I'm not too sure how this board works but I'm leaving a reply here in case this lets me get notified when a post is made here. I'm experiencing very similar problems. ;W;
Well, my libido is weird, but it acts up very frequently. I was told as a teen that it would eventually lessen but it didn't.
Very frequently I feel it when I need to be productive (ie school stuff) or in public. These moments, it's distracting and I can't act on it to make it go away. I've got ADHD too and this makes it a whole lot worse-
Anyway, when I actually touch myself, I usually just fantasize while doing it. Making love with my crush, or imagining me as one member of a fictional couple I ship, or some fun with a friend. I sometimes have the opposite set of genitals in the fantasy. And then I come, and I feel awful about it sometimes. I dunno. I don't like having this libido. Got very close to doing some not nice things because of it.
So, the thing about libido is, there's nothing wrong with its levels being high OR low. There's nothing inherently wrong with feeling sexual often, it's about learning to manage it. I don't want you to feel awful about masturbation or having a high libido, do you know if there is an underlying reason for that? For example, what messages did you receive growing up about sex and masturbation?
Of course, a great tip for helping with the libido issue is to exercise or do some sort of physical activity to calm it down and distract your body. It could be something like taking a run around the neighborhood, playing a game of whatever sport you like, or just some exercises in your room followed by a cold shower.
I have some articles that I think will be helpful, please feel free to look over them and let us know if any of it resonates with you: How to Handle a Libido That Switched from Low to High I Feel Guilty for Wanting Sex
Unfortunately exercise does not help me with my libido when it's there, because after that I'm tired AND horny ;w;
And that's the thing, I only really hate having it because I'm entirely unable to manage it. I tried, and I can mask it from others but it's still there. Masturbating helps me release it but not always. I've tried seeking others to help with it, but I've never received consent, and I hope it's obvious why still wanting it would still feel awful.
Got it. So, one thing that can help is to treat arousal like you would any other emotion.
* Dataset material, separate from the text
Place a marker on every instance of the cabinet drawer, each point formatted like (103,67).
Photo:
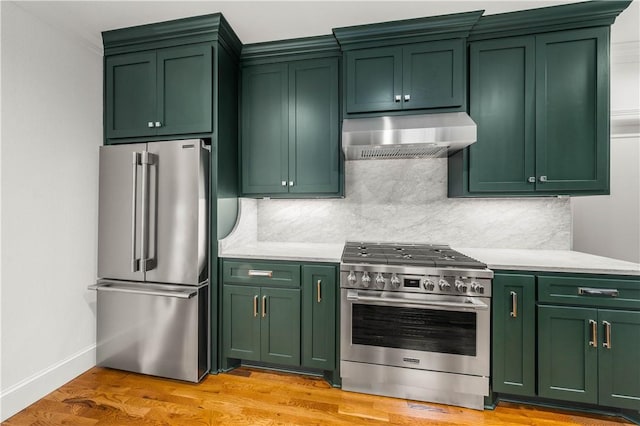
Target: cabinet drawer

Hunger is a good example; sometimes we get hungry and we're just not in a situation where we can do anything about it, so our options are to do our best to ignore it, or to find other things to focus on until we can act on it (or, in the case of something like arousal, we act on it OR it just sort of fades on its own).
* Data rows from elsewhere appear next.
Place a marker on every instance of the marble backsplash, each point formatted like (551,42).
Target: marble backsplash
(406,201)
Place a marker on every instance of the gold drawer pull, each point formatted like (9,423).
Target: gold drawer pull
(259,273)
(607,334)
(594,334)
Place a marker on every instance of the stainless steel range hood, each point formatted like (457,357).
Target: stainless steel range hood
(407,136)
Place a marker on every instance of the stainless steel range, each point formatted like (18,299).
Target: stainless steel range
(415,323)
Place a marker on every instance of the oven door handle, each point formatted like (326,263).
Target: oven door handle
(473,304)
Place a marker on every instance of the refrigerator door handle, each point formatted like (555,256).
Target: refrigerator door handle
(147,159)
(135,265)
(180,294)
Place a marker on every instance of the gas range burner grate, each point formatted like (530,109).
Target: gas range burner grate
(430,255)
Too, instead of truing to repress arousal when it happens, it can help to acknowledge that it's there and then do what we can to shift our focus to other things. Part of why that helps is that, when we tamp down on a feeling and don't acknowledge it, it can actually distract us more because we're putting so much effort into keeping it down.
Re: your first point, I've been finding that harder than usual when I sent the post. Right now I'm at what I expect is a valley.
Re: your second, I've got ADHD and find it VERY hard to control what I focus on. Any tips for what to do if my brain just REALLY can't stop thinking about it?
There will definitely be points where desire (or, really, most emotions or urges) are easier or harder to ignore or not focus on; sometimes that's one of those things where we may have to grit our teeth and wait until it fades if it's something we can't, or don't want to, act on.
Are there tools or techniques that you use to manage ADHD in daily life that you think you could apply to the focus issues you're having with desire?
I don't know if any of the sex drive issues could be managed with my typical ADHD management, so... If gritting my teeth is inevitable, I guess gritting my teeth will have to happen.
The teeth gritting will probably happen at some point (that is, in my experience, an annoying reality of life). Do you think it would be worth trying an experiment for a week or two to see what happens if you do apply those ADHD management techniques to the sex drive stuff?